Last week at least 50 Texas hospitals received letters from their local U.S. attorneys' offices saying the government has decided not to pursue laboratory unbundling cases against them.
"In every case, the hospitals were given the benefit of the doubt, and ambiguous data was viewed in the light most favorable to the hospitals," the letters said.
Charles Bailey, general counsel for the Texas Hospital Association, said he expected 300 of the state's 450 acute-care hospitals to be exonerated.
"We're very happy," Bailey said. "The government hasn't told us exactly why they are doing this, but our guess is that they ultimately don't have enough to move forward."
Texas hospitals that already have settled laboratory unbundling charges will have the opportunity to rescind their agreements and receive a refund from the government, Bailey said.
Bailey did not know exactly how many of the 300 hospitals had settled but said he had heard from about 10 hospitals that did sign agreements to resolve the charges.

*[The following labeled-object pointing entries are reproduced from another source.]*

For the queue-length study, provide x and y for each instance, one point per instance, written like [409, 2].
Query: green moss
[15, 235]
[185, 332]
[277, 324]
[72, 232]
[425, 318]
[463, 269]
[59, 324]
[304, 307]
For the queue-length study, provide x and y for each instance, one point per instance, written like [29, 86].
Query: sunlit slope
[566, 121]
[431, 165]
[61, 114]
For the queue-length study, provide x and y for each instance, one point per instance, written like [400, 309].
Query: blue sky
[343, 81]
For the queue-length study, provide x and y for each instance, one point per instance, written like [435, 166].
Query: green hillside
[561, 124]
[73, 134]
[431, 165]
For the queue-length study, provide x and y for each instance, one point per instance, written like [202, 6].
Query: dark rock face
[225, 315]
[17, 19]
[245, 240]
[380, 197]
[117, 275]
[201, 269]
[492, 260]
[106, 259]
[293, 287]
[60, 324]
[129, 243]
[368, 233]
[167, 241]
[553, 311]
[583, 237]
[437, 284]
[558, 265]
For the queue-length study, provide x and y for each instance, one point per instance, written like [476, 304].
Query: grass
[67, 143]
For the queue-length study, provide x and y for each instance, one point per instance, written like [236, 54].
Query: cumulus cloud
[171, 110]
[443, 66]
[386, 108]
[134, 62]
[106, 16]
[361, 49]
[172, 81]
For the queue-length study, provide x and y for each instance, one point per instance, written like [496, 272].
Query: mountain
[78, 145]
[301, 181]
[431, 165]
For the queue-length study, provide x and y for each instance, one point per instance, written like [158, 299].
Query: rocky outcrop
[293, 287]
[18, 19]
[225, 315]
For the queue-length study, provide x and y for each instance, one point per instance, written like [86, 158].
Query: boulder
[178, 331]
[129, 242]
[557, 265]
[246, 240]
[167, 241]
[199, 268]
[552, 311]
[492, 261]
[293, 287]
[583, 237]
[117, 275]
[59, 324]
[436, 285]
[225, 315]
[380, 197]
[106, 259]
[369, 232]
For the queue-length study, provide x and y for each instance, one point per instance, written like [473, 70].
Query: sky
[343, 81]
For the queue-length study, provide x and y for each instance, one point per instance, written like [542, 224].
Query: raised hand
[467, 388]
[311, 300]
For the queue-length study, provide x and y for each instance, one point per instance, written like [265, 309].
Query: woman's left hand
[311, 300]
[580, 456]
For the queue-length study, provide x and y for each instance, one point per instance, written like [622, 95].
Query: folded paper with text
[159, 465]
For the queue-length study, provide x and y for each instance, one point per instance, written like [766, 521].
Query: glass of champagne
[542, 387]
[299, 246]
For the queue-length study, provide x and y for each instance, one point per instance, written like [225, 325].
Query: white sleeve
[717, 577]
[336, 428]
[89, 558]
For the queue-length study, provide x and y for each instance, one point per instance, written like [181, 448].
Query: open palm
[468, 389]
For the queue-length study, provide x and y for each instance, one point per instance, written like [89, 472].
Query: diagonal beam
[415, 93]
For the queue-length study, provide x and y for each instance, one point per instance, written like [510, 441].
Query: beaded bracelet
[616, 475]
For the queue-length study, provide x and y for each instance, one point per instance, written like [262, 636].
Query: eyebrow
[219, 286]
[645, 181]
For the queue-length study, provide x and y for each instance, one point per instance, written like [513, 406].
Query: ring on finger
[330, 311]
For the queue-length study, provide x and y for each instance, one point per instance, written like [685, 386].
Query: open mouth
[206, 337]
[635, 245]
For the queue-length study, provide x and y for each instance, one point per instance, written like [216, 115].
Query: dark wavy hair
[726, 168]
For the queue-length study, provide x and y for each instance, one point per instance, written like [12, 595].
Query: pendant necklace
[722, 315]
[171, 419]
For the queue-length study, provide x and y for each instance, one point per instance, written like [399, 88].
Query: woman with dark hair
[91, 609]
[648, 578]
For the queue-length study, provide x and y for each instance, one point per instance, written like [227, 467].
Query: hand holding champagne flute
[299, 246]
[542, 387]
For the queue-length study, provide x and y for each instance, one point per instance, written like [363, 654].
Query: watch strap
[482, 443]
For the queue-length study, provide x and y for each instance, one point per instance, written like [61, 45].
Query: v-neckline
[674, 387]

Bailey did not know how much they paid in their settlements.
The U.S. attorneys' offices will refer all matters to the proper Medicare fiscal intermediary for further review, the letters said.
The government kicked off its Project Bad Bundle laboratory-test billing probe in 1996. To date, the government has entered more than 200 settlements for a total of $42 million.
The government also scaled back laboratory unbundling investigations in Illinois and Minnesota (July 13, p. 6). However, federal investigators still are pursuing cases in other states, including Missouri, Bailey said.